When the Taramani Bhagwan Saav Higher Secondary School in Koilwar was demolished, the plus two students of the school were shifted to Kulhadiya Senior Secondary School that was four kilometers away from their own school. Which meant children had to trudge another extra four kilometres. Also, in order to get there, the students had to cross the Arrah-Patna highway, which was dangerous. Parents of the children protested and the students were shifted back to Baijnath Senior Secondary School that was closer to their old school. 

The echoes of the agitation at Koilwar were felt elsewhere in the state too. “We were forced into online studies during the pandemic, and even then the state government could not provide us proper online facilities. If all of us come together then the education system in the state may improve,” Kajal from Manohar High School in Saharsa district, told Gaon Connection.

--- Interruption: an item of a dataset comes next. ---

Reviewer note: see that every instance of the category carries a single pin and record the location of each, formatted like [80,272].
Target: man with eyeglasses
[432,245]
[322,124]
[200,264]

Also Read: Merely 8.5% school students in India have internet access, education disruption due to COVID-19 second worst in South Asia: UNICEF

The fact that the students, their parents and teachers united to voice their protest, was encouraging, Priya, a class nine student from Williams High School in Supaul, told Gaon Connection. “It will become easier for us to ask for our rights,” she added.

According to the Union education minister, when he spoke in the Lok Sabha, 26.9 million students in the country did not have digital devices. Of them, 14.3 million were students from Bihar who had neither smartphones nor any other digital device to help them with school work. According to data from the state government there are approximately 20 million children in school in Bihar. 

“It is because of the pandemic that the work on the school building has been delayed, the work on it will start very soon,” Vinod Kumar, Sub-Divisional Police Officer, Bhojpur district, told Gaon Connection

“They have made this seem like a students’ agitation on social media,” an official from the administration, not wanting to be named, told Gaon Connection. “There has definitely been a delay due to corona, but construction of the new school has begun,” he added.